Summary:	checkProxyConfig generating high number of requests sent through the proxy endpoints.
Product:	OpenShift Container Platform	Reporter:	German Parente <gparente>
Component:	apiserver-auth	Assignee:	Krzysztof Ostrowski <kostrows>
Status:	CLOSED NOTABUG	QA Contact:	Xingxing Xia <xxia>
Severity:	medium	Docs Contact:
Priority:	medium
Version:	4.8	CC:	akanekar, aos-bugs, chris.bowles, kostrows, mfojtik, surbania, tkondvil
Target Milestone:	---
Target Release:	---
Hardware:	Unspecified
OS:	Unspecified
Whiteboard:
Fixed In Version:		Doc Type:	If docs needed, set a value
Doc Text:		Story Points:	---
Clone Of:		Environment:
Last Closed:	2022-08-24 14:23:47 UTC	Type:	Bug
Regression:	---	Mount Type:	---
Documentation:	---	CRM:
Verified Versions:		Category:	---
oVirt Team:	---	RHEL 7.3 requirements from Atomic Host:
Cloudforms Team:	---	Target Upstream Version:
Embargoed:

Description German Parente 2021-12-09 15:19:12 UTC

Description of problem:

A customer can observe a high number of requests to the proxy when the endpoint is defined in the noProxy settings. 

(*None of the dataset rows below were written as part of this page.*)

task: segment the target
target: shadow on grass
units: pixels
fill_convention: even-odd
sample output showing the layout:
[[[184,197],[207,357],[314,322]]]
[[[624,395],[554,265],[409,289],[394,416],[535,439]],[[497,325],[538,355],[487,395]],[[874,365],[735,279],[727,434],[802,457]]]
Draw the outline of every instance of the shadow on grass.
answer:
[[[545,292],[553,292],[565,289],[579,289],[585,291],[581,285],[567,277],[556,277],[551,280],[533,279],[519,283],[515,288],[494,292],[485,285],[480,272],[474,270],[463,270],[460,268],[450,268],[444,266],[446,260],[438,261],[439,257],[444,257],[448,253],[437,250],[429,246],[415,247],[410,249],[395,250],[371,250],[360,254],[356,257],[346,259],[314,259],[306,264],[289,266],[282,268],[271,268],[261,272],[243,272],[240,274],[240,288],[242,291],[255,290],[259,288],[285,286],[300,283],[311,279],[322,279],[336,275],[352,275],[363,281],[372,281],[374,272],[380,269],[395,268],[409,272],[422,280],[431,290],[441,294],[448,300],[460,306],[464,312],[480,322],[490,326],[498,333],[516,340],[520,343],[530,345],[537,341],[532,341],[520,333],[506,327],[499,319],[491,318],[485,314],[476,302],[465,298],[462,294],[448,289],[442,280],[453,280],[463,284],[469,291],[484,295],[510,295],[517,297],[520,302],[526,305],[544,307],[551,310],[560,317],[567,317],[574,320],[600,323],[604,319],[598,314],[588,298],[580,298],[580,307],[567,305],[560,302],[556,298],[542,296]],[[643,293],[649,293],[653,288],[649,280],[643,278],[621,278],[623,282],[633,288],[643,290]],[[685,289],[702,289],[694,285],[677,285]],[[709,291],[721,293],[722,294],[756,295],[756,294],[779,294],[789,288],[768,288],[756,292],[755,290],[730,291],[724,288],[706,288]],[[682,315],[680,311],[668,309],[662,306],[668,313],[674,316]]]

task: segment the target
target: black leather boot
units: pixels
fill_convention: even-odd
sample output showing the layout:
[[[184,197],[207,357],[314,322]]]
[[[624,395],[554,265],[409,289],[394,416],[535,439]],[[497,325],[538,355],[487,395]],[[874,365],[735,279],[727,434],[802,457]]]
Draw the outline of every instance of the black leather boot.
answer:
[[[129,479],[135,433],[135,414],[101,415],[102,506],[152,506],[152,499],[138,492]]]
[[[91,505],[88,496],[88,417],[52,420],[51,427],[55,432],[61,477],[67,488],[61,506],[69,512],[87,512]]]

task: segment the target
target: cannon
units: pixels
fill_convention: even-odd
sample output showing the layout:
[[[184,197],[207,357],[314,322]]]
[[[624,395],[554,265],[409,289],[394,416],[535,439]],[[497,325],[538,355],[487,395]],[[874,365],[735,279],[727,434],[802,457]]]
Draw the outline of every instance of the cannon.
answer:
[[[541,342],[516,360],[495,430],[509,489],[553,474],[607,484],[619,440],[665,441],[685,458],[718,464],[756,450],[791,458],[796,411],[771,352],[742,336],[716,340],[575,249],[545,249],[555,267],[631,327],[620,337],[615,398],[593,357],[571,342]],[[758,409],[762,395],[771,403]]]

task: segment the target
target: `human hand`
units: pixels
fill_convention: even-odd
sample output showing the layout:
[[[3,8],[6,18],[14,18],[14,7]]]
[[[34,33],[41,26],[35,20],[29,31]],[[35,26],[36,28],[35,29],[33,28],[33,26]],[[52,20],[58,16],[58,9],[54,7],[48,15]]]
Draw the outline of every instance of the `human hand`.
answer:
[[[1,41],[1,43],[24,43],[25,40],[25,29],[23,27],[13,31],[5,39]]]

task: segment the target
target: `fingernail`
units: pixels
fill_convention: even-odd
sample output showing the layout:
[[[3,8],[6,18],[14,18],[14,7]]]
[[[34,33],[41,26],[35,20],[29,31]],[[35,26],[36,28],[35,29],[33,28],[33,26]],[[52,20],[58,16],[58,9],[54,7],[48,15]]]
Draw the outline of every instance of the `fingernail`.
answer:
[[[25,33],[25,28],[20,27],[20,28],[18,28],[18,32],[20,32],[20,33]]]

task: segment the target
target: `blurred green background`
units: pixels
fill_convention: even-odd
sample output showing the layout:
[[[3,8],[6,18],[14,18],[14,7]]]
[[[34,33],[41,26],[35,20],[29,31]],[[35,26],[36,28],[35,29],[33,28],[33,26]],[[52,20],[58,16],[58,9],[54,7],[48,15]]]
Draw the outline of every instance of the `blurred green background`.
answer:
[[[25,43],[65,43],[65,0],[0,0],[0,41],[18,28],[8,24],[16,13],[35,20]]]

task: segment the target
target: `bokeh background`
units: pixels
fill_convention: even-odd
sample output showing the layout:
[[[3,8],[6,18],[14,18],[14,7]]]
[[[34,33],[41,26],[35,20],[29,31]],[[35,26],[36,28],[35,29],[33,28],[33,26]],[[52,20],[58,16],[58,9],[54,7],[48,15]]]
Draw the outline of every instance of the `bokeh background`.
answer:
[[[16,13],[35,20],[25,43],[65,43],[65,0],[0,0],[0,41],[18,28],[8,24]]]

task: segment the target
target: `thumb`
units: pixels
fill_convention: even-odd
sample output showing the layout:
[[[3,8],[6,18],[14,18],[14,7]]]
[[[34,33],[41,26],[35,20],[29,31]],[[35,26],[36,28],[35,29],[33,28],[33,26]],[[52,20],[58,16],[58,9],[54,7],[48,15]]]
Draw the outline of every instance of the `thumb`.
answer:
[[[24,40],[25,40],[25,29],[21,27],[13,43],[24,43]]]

The function checkProxyConfig should send a request once each 5 minutes.

instead it's claimed that the oauth route:

oauth-openshift.apps.<domain>:443

is going through the proxy 4K times an hour.


Version-Release number of selected component (if applicable): 4.8.5

I will give more details in private notes.

Comment 3 Krzysztof Ostrowski 2022-01-30 15:31:45 UTC

I’m adding UpcomingSprint, because I was occupied by fixing bugs with higher priority/severity, developing new features with higher priority, or developing new features to improve stability at a macro level. I will revisit this bug next sprint.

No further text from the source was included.